I think that if we look closely at how the debtors use the fiat money system with and without the assistance of the savers, it will become clear that we will all be better off with a bifurcated monetary system. And it will certainly be clear that the savers have no business taking debtors on as the counterparty to their savings.
It would certainly be massively inflationary if we went from no debt to all of a sudden everyone borrowing at the same time. But in reality, there is someone working off his past debt whenever a new debtor goes into new debt. Of course old debtors and new ones don’t precisely offset each other, but that’s okay, because gold savings first float against the currency, and then they also float in their isolated circuit of choices made by savers based on the changing purchasing power of gold (not its currency price, but its purchasing power).
So gold has kind of a double float. It floats with the inflation/deflation of everything else. And then it also floats in a closed circuit consisting only of savers (and their "hoard/dishoard" choices), of whom the majority (measured by value stored) are intergenerational giants.
Now that I've hopefully established that in the hereafter a) "a little money (currency) goes a long way" and b) the savers are sufficiently protected against any inflationary mayhem the debtors may cause, let's zoom in on that small "monetary plane" and think about how it works.
In a future post I plan to delve into the vital and delicate relationship and balance between base money and bank credit money and how it affects the value of our money in terms of its ability to lubricate commerce.

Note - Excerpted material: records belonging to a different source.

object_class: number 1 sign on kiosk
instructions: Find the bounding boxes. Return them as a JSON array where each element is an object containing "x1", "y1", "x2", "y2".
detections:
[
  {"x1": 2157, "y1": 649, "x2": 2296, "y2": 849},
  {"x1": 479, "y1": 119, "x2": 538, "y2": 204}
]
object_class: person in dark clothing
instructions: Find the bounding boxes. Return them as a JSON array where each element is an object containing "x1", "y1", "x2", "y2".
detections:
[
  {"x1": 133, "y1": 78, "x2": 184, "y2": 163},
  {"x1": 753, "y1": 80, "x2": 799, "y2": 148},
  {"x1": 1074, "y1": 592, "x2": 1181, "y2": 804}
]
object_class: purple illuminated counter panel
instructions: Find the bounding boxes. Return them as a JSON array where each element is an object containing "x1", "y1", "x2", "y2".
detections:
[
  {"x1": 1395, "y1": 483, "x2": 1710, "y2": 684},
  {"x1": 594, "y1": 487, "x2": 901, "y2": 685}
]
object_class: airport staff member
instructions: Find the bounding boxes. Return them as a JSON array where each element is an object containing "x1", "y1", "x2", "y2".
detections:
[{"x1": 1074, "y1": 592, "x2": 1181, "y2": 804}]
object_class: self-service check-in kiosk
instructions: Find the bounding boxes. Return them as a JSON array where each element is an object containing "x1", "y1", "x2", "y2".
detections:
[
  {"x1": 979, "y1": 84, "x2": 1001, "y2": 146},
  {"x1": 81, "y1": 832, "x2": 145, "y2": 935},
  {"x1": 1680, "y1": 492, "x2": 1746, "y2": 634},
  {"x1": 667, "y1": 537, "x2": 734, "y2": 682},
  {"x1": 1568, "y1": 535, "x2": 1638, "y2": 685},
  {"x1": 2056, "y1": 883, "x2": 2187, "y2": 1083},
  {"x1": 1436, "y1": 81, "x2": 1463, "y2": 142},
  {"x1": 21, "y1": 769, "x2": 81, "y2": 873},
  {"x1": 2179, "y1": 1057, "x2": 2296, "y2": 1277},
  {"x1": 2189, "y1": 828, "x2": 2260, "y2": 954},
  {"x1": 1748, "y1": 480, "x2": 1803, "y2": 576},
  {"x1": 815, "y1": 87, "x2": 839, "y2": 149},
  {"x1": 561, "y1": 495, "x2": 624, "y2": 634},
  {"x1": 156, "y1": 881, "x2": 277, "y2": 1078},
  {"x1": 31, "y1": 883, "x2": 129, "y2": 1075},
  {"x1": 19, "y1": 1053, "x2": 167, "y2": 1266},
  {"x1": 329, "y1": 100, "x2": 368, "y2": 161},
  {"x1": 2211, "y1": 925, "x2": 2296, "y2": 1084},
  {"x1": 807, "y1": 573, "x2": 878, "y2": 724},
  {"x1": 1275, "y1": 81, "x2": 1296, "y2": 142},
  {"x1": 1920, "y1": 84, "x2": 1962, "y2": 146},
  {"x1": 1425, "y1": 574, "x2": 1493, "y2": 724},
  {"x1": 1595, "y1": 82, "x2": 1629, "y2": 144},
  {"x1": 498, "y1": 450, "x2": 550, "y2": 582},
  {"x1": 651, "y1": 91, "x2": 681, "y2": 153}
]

But for now, I have a couple of questions for you to ponder.
In thinking about the money supply (cash and credit inclusive) that is actually in the economy, would you count cash that is stacked up inside an ATM as part of that supply? Here's a hint: That cash is not in the economy until someone withdraws it from the ATM. If you count it while it's still inside the ATM then you are double counting that money.
Is it a positive sign for the future when there are $Trillions in savings sitting in cash and near cash equivalents? All that money must mean we are loaded, right? It must mean our cash dollar is strong which implies the market thinks it will be that way in the future, right? If $Trillions are good, wouldn't $Quadrillions, $Quintillions or $Sextillions be that much better? And with this thought in mind, does a rising amount of savings crowding into cash and near-cash equivalents represent a positive or negative view of the future?
Those super-low rates at the short end of the yield curve represent really big money, too big for FDIC protection, that just wants to save itself. It is big money that, like Bill Gross says, is far more concerned about the return of money (purchasing power preservation) than the return on money (yield). That short end is an awfully crowded place in the land of ZIRP forever and monetary evolution, especially when you consider the time factor. (H/T OBA)
Of course, what I have described above is a simple model. The reality will be a bit more complex. For instance, gold will have some competition although it will be tiny in comparison to today. Some government debt will likely compete for your savings. But the US government, for example, will have to compete just like the Greeks do today. And we will still have a much more limited menu of investments and trading opportunities to lure you into putting your hard-earned savings at risk.
Like I said at the top, I can't help you much with what it will look like after you die. My crystal ball ain't that kind of crystal ball. But I can tell you that somewhere, some way, some day we will all find out. Fortunately though, my crystal ball does work for the monetary and financial future. It paints a nice, clear picture, yet on timing it's still a little hazy. But one thing it does make perfectly clear is that it's just a question of time.